In Germany the debate on whether to have a plebiscite on the EU Constitution continues, with a number of people pointing out that no, as a matter of fact, a referendum is not an impossibility in Germany, though there are all sorts of difficulties in the way.
The political elite continues to assert that the vote in the Bundestag and the Bundesrat will be sufficient to impose the Constitution on the German people. The argument is one we have heard before and has to do with representative democracy and power having to be exercised by the people through their elected representatives. And, as usual, it does raise the question of limitation on those elected representatives' action.
Various political theoreticians have weighed in as well. Andreas Mauer of the German Institute for International and Security Affairs explained solemnly that the Constitution should not be put to the vote because...

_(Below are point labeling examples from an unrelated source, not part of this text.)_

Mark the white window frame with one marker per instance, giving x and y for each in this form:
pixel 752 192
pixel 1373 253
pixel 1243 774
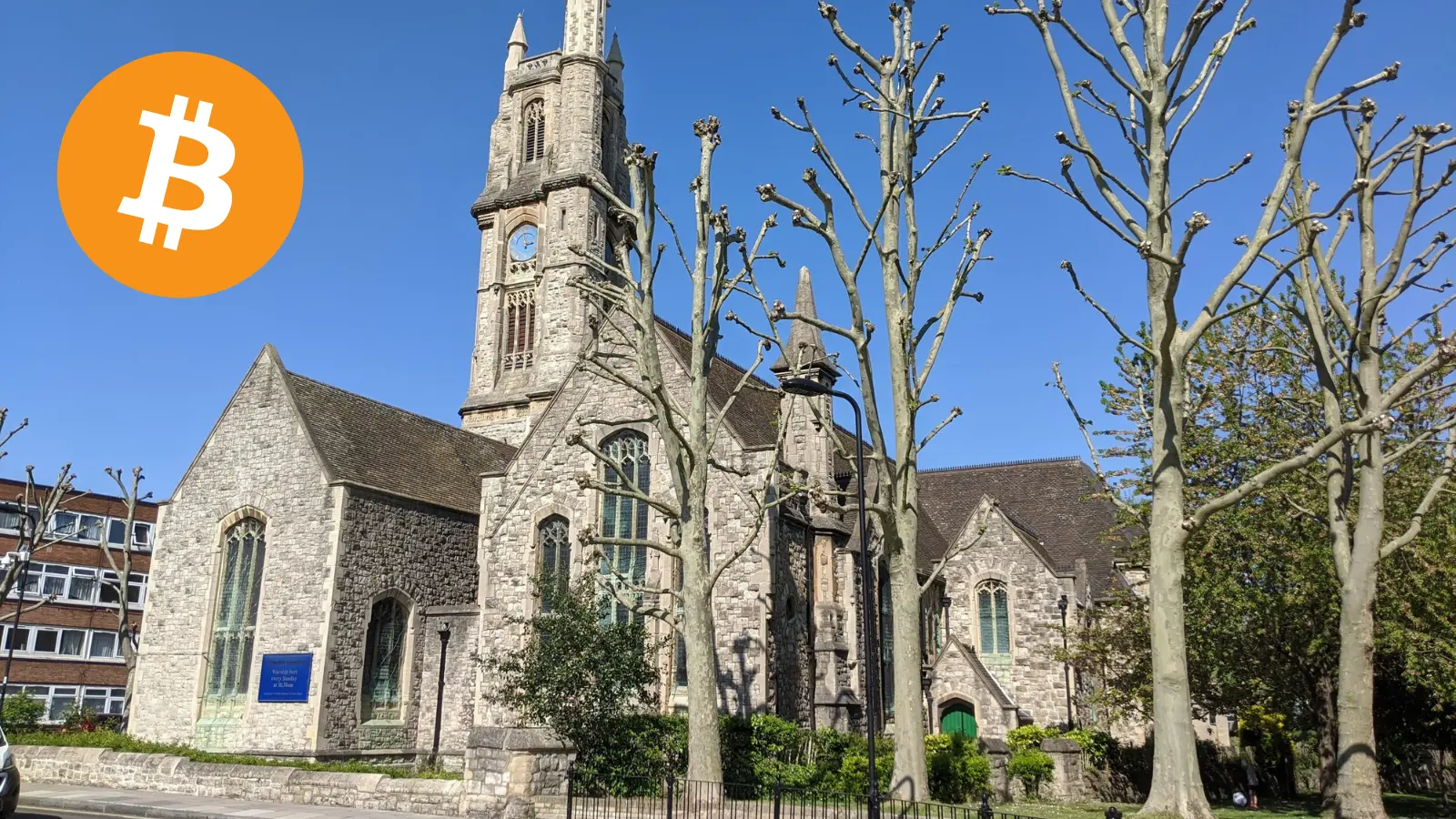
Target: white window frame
pixel 89 639
pixel 60 697
pixel 67 574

it is too long and will relatively quickly represent itself as being in accordance with international law. But it's also a treaty that can be changed at any time. It's not a document that the European Union or its citizens can really call a constitution - at least not one that would be comparable to the Basic Law.Well, now, that is an interesting thought. Has Herr Mauer read this document that is undoubtedly too long? Because if he has he would have realized that it may be a treaty that is being signed but what that treaty is bringing into effect is a Constitution. And once that Constitution is in place, it will not simply be comparable to the Basic Law. It will be superior to it.